Select Healthcare: ‘One-stop shop’
"Healthcare is a core holding in our fund portfolios," says fund expert Jim Lowell. In The Fidelity Investor, he adds, "We own a healthy dose of Fidelity Select Health Care (FSPHX)."
"Traditionally, healthcare has served us well as both an anchor to windward and also as a way to generate real returns." Here are some highlights from his latest review of healthcare-related funds.
"My long-standing diagnosis is that healthcare remains a reliable cure for overall market volatility with organic and strategic upside growth potential.
"Of course, heathcare -- representing nearly 16% of our total GDP -- is unlike any other sector in the S&P. It is so diversified and global, so inter-related to technology, manufacturing, and R&D, so depending upon delivering real goods and services for consumer consumption, that it is almost an economy unto itself.

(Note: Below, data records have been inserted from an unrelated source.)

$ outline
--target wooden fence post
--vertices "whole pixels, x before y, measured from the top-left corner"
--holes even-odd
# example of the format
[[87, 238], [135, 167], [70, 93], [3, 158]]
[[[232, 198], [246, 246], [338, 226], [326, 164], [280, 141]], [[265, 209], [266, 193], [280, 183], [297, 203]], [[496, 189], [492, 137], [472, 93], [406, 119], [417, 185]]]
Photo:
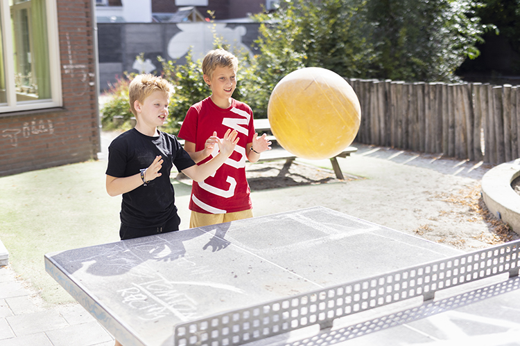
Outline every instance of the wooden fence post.
[[520, 88], [514, 86], [512, 95], [514, 95], [514, 109], [512, 111], [511, 124], [513, 130], [511, 142], [513, 159], [520, 157]]
[[456, 84], [449, 85], [448, 92], [448, 156], [455, 157], [455, 100], [457, 98]]
[[504, 121], [503, 110], [502, 107], [502, 89], [501, 86], [493, 87], [493, 105], [494, 120], [495, 140], [496, 143], [496, 162], [503, 163], [505, 162], [504, 154]]
[[442, 108], [441, 118], [442, 120], [442, 152], [445, 156], [449, 155], [449, 86], [446, 84], [442, 84]]
[[475, 160], [481, 161], [483, 159], [482, 153], [482, 136], [483, 134], [483, 106], [481, 90], [483, 89], [482, 83], [474, 83], [472, 85], [473, 92], [473, 109], [475, 116], [475, 125], [473, 128], [473, 148]]
[[502, 134], [504, 145], [504, 162], [512, 160], [511, 154], [511, 85], [502, 86], [502, 118], [504, 131]]
[[475, 138], [474, 137], [474, 127], [475, 126], [475, 115], [473, 108], [473, 95], [471, 86], [465, 83], [461, 85], [462, 92], [462, 107], [464, 109], [464, 116], [465, 118], [465, 145], [467, 154], [465, 158], [470, 161], [475, 160], [475, 154], [473, 150]]

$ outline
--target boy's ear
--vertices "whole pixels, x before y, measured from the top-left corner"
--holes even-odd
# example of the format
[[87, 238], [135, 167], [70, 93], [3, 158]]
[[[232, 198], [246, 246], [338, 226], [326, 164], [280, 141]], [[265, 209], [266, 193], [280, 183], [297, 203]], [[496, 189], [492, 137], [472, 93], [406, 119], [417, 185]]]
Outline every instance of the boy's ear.
[[207, 84], [211, 86], [211, 81], [209, 80], [209, 77], [208, 77], [207, 75], [202, 75], [202, 79], [206, 82]]
[[134, 101], [134, 108], [136, 111], [141, 111], [141, 103], [139, 102], [139, 100]]

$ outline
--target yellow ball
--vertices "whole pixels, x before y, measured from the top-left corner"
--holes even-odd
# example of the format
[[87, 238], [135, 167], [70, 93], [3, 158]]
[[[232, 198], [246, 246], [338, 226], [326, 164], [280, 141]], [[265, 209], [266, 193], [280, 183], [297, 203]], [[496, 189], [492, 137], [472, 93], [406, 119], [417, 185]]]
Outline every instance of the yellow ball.
[[296, 70], [282, 78], [271, 93], [267, 112], [280, 145], [313, 160], [343, 152], [354, 141], [361, 120], [359, 100], [350, 84], [320, 67]]

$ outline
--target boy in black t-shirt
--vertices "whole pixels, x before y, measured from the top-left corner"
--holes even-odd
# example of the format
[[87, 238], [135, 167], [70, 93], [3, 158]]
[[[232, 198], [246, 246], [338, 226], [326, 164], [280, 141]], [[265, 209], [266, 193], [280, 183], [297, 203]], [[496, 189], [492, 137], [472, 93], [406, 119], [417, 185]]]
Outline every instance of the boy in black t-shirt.
[[221, 139], [214, 133], [206, 147], [213, 149], [218, 145], [220, 152], [207, 163], [196, 165], [175, 136], [157, 130], [168, 117], [172, 92], [171, 83], [149, 74], [137, 75], [130, 84], [130, 109], [137, 124], [110, 144], [106, 171], [108, 194], [123, 194], [121, 240], [177, 230], [180, 219], [170, 182], [173, 165], [201, 181], [224, 163], [238, 141], [235, 130], [227, 131]]

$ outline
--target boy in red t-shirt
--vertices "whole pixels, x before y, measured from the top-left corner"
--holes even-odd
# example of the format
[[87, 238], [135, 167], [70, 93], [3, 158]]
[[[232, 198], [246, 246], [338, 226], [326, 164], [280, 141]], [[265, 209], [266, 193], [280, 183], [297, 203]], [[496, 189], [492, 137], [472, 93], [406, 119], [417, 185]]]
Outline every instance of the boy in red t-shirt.
[[252, 217], [245, 158], [257, 162], [261, 152], [271, 149], [271, 143], [265, 134], [255, 133], [251, 108], [232, 98], [238, 69], [236, 57], [223, 49], [206, 55], [202, 73], [211, 95], [190, 107], [179, 132], [184, 150], [199, 165], [218, 154], [216, 143], [228, 129], [239, 133], [234, 152], [224, 164], [204, 181], [193, 182], [190, 228]]

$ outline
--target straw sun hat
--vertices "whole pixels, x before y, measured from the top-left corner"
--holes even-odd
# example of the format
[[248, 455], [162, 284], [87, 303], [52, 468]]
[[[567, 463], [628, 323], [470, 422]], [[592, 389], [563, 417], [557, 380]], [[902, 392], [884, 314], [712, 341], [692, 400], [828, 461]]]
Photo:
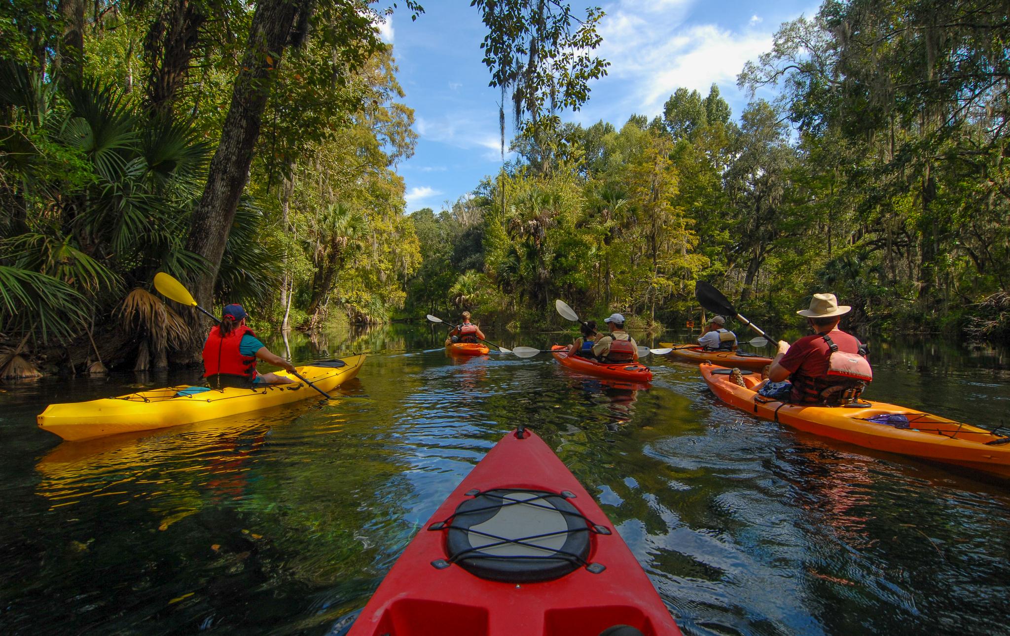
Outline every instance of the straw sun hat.
[[810, 309], [801, 309], [796, 313], [807, 318], [828, 318], [847, 314], [851, 309], [848, 305], [839, 305], [834, 294], [814, 294], [810, 299]]

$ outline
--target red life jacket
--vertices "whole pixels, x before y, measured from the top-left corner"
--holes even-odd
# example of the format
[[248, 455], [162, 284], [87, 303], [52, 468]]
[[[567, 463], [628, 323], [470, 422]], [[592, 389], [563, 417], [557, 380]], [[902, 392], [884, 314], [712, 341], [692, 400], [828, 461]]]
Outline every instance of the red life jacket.
[[631, 336], [627, 336], [626, 340], [618, 340], [617, 335], [611, 336], [610, 350], [607, 351], [607, 361], [608, 362], [633, 362], [635, 353], [637, 350], [631, 344]]
[[256, 378], [256, 355], [246, 357], [238, 350], [242, 336], [246, 333], [256, 335], [246, 326], [235, 327], [225, 337], [221, 337], [221, 328], [214, 326], [203, 345], [203, 377], [234, 376], [244, 378], [251, 384]]
[[477, 325], [472, 322], [460, 325], [460, 342], [477, 342]]
[[[791, 378], [793, 389], [802, 397], [804, 404], [826, 404], [836, 406], [855, 402], [860, 399], [867, 383], [874, 379], [870, 362], [867, 360], [867, 345], [860, 342], [858, 351], [850, 353], [838, 349], [831, 336], [822, 336], [828, 345], [828, 369], [825, 378]], [[856, 340], [858, 342], [858, 340]]]

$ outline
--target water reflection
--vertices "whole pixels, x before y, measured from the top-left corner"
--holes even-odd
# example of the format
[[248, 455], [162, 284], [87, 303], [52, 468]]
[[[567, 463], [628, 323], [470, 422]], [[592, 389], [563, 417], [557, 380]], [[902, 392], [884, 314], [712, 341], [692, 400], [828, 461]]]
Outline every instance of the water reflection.
[[[188, 372], [5, 386], [0, 628], [325, 633], [524, 422], [601, 503], [687, 633], [1005, 632], [1005, 483], [750, 418], [663, 359], [648, 360], [648, 388], [627, 388], [548, 355], [457, 364], [443, 338], [420, 324], [293, 332], [295, 359], [372, 355], [330, 403], [83, 444], [58, 445], [34, 415]], [[286, 350], [280, 334], [268, 345]], [[874, 351], [874, 397], [1003, 417], [1001, 352]]]

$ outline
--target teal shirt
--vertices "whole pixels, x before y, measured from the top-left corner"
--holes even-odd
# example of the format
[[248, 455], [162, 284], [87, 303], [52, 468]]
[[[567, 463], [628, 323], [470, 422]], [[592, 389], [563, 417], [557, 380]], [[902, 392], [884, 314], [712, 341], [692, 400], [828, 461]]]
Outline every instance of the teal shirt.
[[256, 337], [251, 333], [246, 333], [242, 336], [242, 341], [238, 343], [238, 352], [245, 357], [256, 357], [256, 352], [262, 349], [264, 346], [260, 338]]

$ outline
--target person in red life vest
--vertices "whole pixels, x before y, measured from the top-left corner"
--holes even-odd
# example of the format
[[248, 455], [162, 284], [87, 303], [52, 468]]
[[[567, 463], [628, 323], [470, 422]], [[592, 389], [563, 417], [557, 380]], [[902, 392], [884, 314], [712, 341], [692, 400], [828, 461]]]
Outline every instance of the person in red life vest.
[[294, 382], [277, 374], [257, 372], [258, 360], [275, 364], [289, 373], [295, 366], [271, 353], [260, 338], [245, 325], [248, 314], [241, 305], [227, 305], [221, 322], [210, 329], [203, 344], [203, 377], [212, 389], [226, 387], [248, 389], [255, 385], [286, 385]]
[[810, 308], [796, 312], [806, 317], [814, 335], [792, 346], [779, 340], [779, 353], [768, 369], [769, 381], [792, 382], [790, 402], [845, 404], [857, 400], [873, 380], [866, 345], [838, 329], [841, 317], [850, 310], [848, 305], [838, 305], [834, 294], [814, 294]]
[[638, 345], [624, 330], [624, 316], [610, 314], [604, 318], [610, 333], [600, 336], [593, 345], [593, 355], [603, 362], [633, 362], [638, 359]]
[[448, 332], [448, 337], [452, 342], [477, 342], [484, 340], [484, 332], [481, 328], [470, 322], [470, 312], [463, 312], [463, 324]]

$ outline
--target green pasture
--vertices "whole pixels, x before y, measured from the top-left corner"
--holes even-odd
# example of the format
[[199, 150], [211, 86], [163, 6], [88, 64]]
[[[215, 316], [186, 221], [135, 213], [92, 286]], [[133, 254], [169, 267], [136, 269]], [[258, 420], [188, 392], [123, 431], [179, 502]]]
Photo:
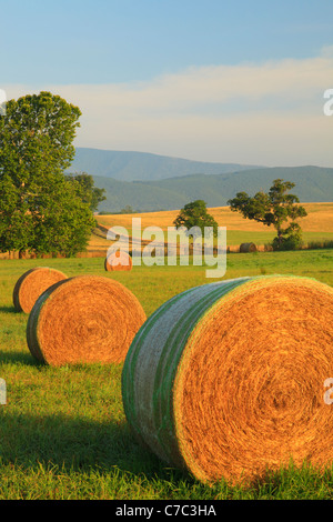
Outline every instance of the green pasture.
[[[172, 295], [214, 281], [205, 278], [206, 267], [142, 264], [112, 273], [103, 261], [0, 261], [0, 378], [7, 383], [7, 404], [0, 404], [0, 499], [332, 499], [330, 463], [321, 474], [290, 466], [248, 489], [223, 481], [203, 485], [134, 440], [123, 413], [121, 365], [51, 368], [32, 358], [28, 315], [12, 305], [16, 281], [32, 267], [117, 279], [148, 315]], [[272, 273], [306, 275], [333, 287], [333, 251], [231, 253], [223, 279]]]

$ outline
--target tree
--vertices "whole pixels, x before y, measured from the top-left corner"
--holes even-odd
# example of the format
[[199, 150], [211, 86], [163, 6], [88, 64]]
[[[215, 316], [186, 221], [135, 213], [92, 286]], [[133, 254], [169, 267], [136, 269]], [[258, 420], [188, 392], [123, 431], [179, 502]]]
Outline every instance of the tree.
[[65, 182], [80, 109], [42, 91], [7, 102], [0, 117], [0, 250], [62, 252], [87, 247], [88, 203]]
[[[274, 250], [291, 250], [302, 241], [302, 231], [296, 219], [304, 218], [306, 211], [299, 205], [299, 198], [287, 193], [295, 183], [281, 179], [274, 180], [269, 192], [256, 192], [254, 197], [246, 192], [238, 192], [228, 204], [233, 212], [240, 212], [244, 218], [259, 221], [268, 227], [273, 225], [278, 235], [273, 240]], [[287, 225], [283, 228], [283, 224]]]
[[78, 195], [89, 204], [92, 212], [95, 212], [99, 204], [107, 199], [105, 189], [94, 187], [93, 177], [87, 172], [68, 175], [67, 180], [74, 184]]
[[218, 223], [214, 218], [208, 213], [206, 204], [203, 200], [195, 200], [184, 205], [178, 214], [173, 224], [179, 227], [185, 227], [190, 230], [192, 227], [199, 227], [202, 235], [204, 234], [204, 228], [211, 227], [213, 235], [218, 235]]

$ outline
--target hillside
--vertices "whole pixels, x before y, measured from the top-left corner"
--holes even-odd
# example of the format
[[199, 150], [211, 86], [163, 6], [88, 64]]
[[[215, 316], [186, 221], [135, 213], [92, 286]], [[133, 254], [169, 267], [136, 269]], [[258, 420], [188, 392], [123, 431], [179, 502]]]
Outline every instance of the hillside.
[[261, 189], [266, 191], [276, 178], [293, 181], [293, 192], [302, 202], [333, 200], [333, 169], [310, 165], [192, 174], [159, 181], [129, 182], [103, 177], [94, 177], [94, 181], [107, 193], [107, 201], [100, 204], [99, 211], [112, 213], [125, 205], [135, 211], [175, 210], [195, 199], [203, 199], [208, 207], [225, 207], [236, 192], [253, 195]]
[[77, 148], [68, 172], [88, 172], [91, 175], [121, 181], [152, 181], [188, 174], [223, 174], [258, 168], [238, 163], [210, 163], [171, 158], [147, 152], [113, 151]]

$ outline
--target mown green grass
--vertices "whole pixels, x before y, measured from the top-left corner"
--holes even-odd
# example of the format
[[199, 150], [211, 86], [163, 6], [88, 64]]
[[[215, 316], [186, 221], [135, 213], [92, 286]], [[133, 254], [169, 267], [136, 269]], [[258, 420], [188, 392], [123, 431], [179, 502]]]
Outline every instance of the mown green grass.
[[[203, 485], [165, 466], [134, 440], [122, 406], [121, 365], [51, 368], [26, 341], [28, 315], [12, 305], [17, 279], [37, 265], [125, 284], [150, 315], [167, 299], [212, 282], [205, 267], [134, 267], [104, 272], [103, 259], [0, 261], [0, 499], [332, 499], [333, 474], [309, 466], [268, 474], [249, 488]], [[293, 273], [333, 285], [332, 250], [229, 254], [224, 279]], [[329, 464], [329, 463], [327, 463]]]

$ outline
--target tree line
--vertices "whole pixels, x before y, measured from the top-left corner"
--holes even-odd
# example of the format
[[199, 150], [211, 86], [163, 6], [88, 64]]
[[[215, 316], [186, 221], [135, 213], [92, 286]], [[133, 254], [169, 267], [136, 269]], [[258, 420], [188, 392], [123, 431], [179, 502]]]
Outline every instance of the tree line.
[[65, 175], [81, 111], [42, 91], [0, 117], [0, 251], [73, 255], [87, 248], [104, 199], [85, 172]]

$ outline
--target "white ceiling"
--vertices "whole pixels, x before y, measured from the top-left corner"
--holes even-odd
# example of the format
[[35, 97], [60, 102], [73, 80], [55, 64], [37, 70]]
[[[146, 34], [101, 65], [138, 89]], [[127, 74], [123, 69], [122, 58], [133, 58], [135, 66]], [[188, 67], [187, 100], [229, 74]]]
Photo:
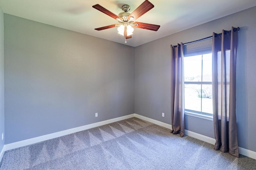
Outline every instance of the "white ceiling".
[[256, 0], [149, 0], [155, 7], [136, 21], [161, 25], [157, 31], [134, 29], [124, 43], [116, 28], [94, 28], [118, 22], [92, 7], [98, 4], [118, 15], [127, 4], [131, 13], [144, 0], [0, 0], [5, 13], [132, 47], [256, 6]]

"Since 2000, Fidelity Select Healthcare has delivered a total return of 38.8% vs. a loss of 14.4% for the S&P 500. Up 24.2% year-to-dater, manager Eddie Yoon invests in the gamut of healthcare options: pharmaceuticals, biotech, medical equipment and systems, and HMOs.
"Investors looking for a one-stop healthcare shop should pick this option. The trumped up political crisis that has engendered a rush to 'cure' our healthcare system has done little to dent the fundamental reasons for keeping a core holding in healthcare now -- earnings growth, demographics and innovation.
"There's also a steady global market dose here; foreign stocks make up 13% of the holdings, but the companies that aren't listed as foreign still derive increasingly greater amounts of revenue from the burgeoning global marketplace.
Yoon's top holdings are Covidien, Pfizer, Medco Health, Allergan, Amgen, Illumina and Bard. It's diversification is a good prescription for risk."